Of life and politics in Northern Ireland, we don’t see much, but there are brilliant chapters on ‘the Troubles’ and peace process, notably, a sobering review of 1972. Such was the depth of disorder that year that O’Toole remembers his father telling him and his brother, gravely at the dinner table, that the three of them would probably be sent to fight in the north.

This book will be a personal journey for any Irish reader – perhaps a hard or impossible one, depending on your closeness to the darker realities covered. I was a northern blow-in to the Republic, but the book explained much about the earlier processes and decisions that led to the (bleak) condition of the west of Ireland in the 1990s. There’s even a chapter on how country and western music took over the west. Once I reached the 1990s chapters, the names of so many dodgy politicians, clerics, and businessmen came back to me, half-remembered from news coverage of scandals and tribunals.

It’s redundant to say that this book is well written. O’Toole is one of Ireland’s most celebrated writers. Even so, for such a long book, there is remarkably little filler; the skilled storytelling and profound analysis are addictive. The ‘personal history’ bits – when O’Toole shows himself as a kind of extra in historical events, or his experience as revealing of the times – are always well-judged.

However, We Don’t Know Ourselves is (and I am not sure if this is a criticism or not) almost entirely negative. Might the gloom have been lifted occasionally by talking about, say, the success of Irish sports stars, musicians, or films? Do the Irish have any virtues? There are some heroes, but villains dominate, the biggest being the omnipotent Archbishop McQuaid and corrupt politician Charlie Haughey. We are not quite sure what to make of Gay Byrne, the broadcaster.

And a charitable observer might argue Ireland looks slightly better when set alongside other places. For all its failings, it was at least a peaceful democracy in a period in which there were dictatorships in southern and eastern Europe, colonial wars being fought by Western European powers, and racial segregation in the US.  

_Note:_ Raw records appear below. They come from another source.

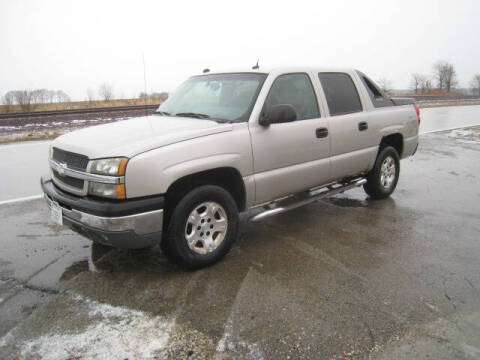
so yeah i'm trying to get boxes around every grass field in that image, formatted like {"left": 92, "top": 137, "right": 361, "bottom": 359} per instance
{"left": 0, "top": 98, "right": 163, "bottom": 114}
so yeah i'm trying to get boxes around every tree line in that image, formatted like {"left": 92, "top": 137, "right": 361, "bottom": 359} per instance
{"left": 369, "top": 61, "right": 479, "bottom": 96}
{"left": 1, "top": 82, "right": 169, "bottom": 112}
{"left": 407, "top": 60, "right": 479, "bottom": 96}
{"left": 90, "top": 83, "right": 168, "bottom": 102}
{"left": 2, "top": 89, "right": 70, "bottom": 111}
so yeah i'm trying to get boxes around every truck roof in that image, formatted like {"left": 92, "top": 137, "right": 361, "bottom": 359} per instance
{"left": 195, "top": 67, "right": 358, "bottom": 76}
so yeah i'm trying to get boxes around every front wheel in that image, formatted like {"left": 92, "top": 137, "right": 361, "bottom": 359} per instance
{"left": 161, "top": 185, "right": 239, "bottom": 269}
{"left": 363, "top": 146, "right": 400, "bottom": 199}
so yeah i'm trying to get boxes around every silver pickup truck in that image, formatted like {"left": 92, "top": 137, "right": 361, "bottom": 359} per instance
{"left": 41, "top": 67, "right": 419, "bottom": 268}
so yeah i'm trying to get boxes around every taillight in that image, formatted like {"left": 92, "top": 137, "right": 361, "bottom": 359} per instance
{"left": 414, "top": 103, "right": 421, "bottom": 125}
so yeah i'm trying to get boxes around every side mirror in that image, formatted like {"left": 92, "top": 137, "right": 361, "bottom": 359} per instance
{"left": 259, "top": 104, "right": 297, "bottom": 126}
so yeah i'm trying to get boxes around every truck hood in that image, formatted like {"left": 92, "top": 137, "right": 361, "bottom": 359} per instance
{"left": 53, "top": 115, "right": 233, "bottom": 159}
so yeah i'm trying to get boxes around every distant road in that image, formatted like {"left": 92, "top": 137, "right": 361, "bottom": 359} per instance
{"left": 420, "top": 104, "right": 480, "bottom": 134}
{"left": 1, "top": 104, "right": 480, "bottom": 202}
{"left": 0, "top": 140, "right": 50, "bottom": 202}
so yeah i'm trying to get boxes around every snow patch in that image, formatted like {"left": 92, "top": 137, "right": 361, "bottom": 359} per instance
{"left": 448, "top": 128, "right": 480, "bottom": 143}
{"left": 18, "top": 295, "right": 175, "bottom": 360}
{"left": 449, "top": 129, "right": 474, "bottom": 138}
{"left": 216, "top": 317, "right": 263, "bottom": 359}
{"left": 0, "top": 126, "right": 22, "bottom": 130}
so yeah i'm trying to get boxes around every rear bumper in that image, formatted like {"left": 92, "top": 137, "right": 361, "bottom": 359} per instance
{"left": 41, "top": 176, "right": 164, "bottom": 249}
{"left": 403, "top": 135, "right": 419, "bottom": 158}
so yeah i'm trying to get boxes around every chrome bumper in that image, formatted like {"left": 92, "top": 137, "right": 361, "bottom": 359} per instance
{"left": 44, "top": 193, "right": 164, "bottom": 235}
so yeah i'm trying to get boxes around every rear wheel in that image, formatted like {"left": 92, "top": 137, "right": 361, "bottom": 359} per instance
{"left": 363, "top": 146, "right": 400, "bottom": 199}
{"left": 161, "top": 185, "right": 239, "bottom": 269}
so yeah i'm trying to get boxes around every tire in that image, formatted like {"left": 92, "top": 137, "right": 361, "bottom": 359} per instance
{"left": 363, "top": 146, "right": 400, "bottom": 199}
{"left": 161, "top": 185, "right": 239, "bottom": 269}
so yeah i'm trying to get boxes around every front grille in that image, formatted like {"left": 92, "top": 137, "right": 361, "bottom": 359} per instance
{"left": 52, "top": 147, "right": 89, "bottom": 171}
{"left": 52, "top": 169, "right": 85, "bottom": 189}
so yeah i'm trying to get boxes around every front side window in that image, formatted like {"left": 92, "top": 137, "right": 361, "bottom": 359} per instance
{"left": 263, "top": 73, "right": 320, "bottom": 121}
{"left": 318, "top": 73, "right": 363, "bottom": 116}
{"left": 157, "top": 73, "right": 267, "bottom": 123}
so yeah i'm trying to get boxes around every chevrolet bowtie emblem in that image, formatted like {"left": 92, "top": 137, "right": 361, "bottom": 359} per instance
{"left": 57, "top": 162, "right": 68, "bottom": 176}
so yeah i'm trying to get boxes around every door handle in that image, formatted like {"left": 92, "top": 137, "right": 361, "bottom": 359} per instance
{"left": 358, "top": 121, "right": 368, "bottom": 131}
{"left": 316, "top": 127, "right": 328, "bottom": 138}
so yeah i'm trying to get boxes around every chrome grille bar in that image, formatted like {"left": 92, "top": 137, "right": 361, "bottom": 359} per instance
{"left": 50, "top": 159, "right": 124, "bottom": 184}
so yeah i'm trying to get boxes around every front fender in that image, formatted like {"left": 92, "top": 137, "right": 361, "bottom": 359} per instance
{"left": 124, "top": 126, "right": 253, "bottom": 198}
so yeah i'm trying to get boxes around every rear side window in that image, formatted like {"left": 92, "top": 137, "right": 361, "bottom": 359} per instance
{"left": 318, "top": 73, "right": 362, "bottom": 116}
{"left": 357, "top": 71, "right": 394, "bottom": 108}
{"left": 264, "top": 73, "right": 320, "bottom": 120}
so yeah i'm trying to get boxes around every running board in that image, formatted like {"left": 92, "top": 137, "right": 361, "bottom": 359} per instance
{"left": 249, "top": 178, "right": 367, "bottom": 222}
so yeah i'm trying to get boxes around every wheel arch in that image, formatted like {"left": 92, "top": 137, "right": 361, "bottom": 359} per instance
{"left": 164, "top": 167, "right": 246, "bottom": 227}
{"left": 379, "top": 133, "right": 404, "bottom": 157}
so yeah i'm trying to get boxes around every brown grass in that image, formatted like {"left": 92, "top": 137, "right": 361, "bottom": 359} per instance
{"left": 0, "top": 98, "right": 162, "bottom": 114}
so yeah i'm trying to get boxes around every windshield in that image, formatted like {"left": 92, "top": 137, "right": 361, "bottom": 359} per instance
{"left": 156, "top": 73, "right": 267, "bottom": 122}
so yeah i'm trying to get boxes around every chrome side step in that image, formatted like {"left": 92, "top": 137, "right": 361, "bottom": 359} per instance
{"left": 249, "top": 178, "right": 367, "bottom": 222}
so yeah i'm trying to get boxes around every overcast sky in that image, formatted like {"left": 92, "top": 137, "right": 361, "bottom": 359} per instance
{"left": 1, "top": 0, "right": 479, "bottom": 100}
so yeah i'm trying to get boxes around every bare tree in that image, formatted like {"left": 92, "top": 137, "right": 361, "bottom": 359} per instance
{"left": 46, "top": 90, "right": 56, "bottom": 103}
{"left": 40, "top": 89, "right": 50, "bottom": 103}
{"left": 2, "top": 92, "right": 15, "bottom": 112}
{"left": 444, "top": 64, "right": 457, "bottom": 93}
{"left": 87, "top": 88, "right": 95, "bottom": 102}
{"left": 433, "top": 61, "right": 457, "bottom": 92}
{"left": 433, "top": 61, "right": 446, "bottom": 91}
{"left": 98, "top": 83, "right": 114, "bottom": 101}
{"left": 410, "top": 74, "right": 423, "bottom": 94}
{"left": 3, "top": 91, "right": 15, "bottom": 105}
{"left": 470, "top": 74, "right": 480, "bottom": 96}
{"left": 377, "top": 78, "right": 393, "bottom": 94}
{"left": 13, "top": 90, "right": 34, "bottom": 111}
{"left": 412, "top": 75, "right": 433, "bottom": 94}
{"left": 420, "top": 78, "right": 432, "bottom": 94}
{"left": 31, "top": 89, "right": 49, "bottom": 103}
{"left": 55, "top": 90, "right": 70, "bottom": 103}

But O’Toole is not interested in excuses. He is interested in skewering hypocrisy and clearing away myths. External standards are irrelevant because Ireland did not live up to its own standards. Now, the future is unknown – as it always is – but, O’Toole concludes, ‘What is possible now, and what was entirely impossible when I was born, is this: to accept the unknown without being so terrified of it that you have to take refuge in fabrications of absolute conviction’.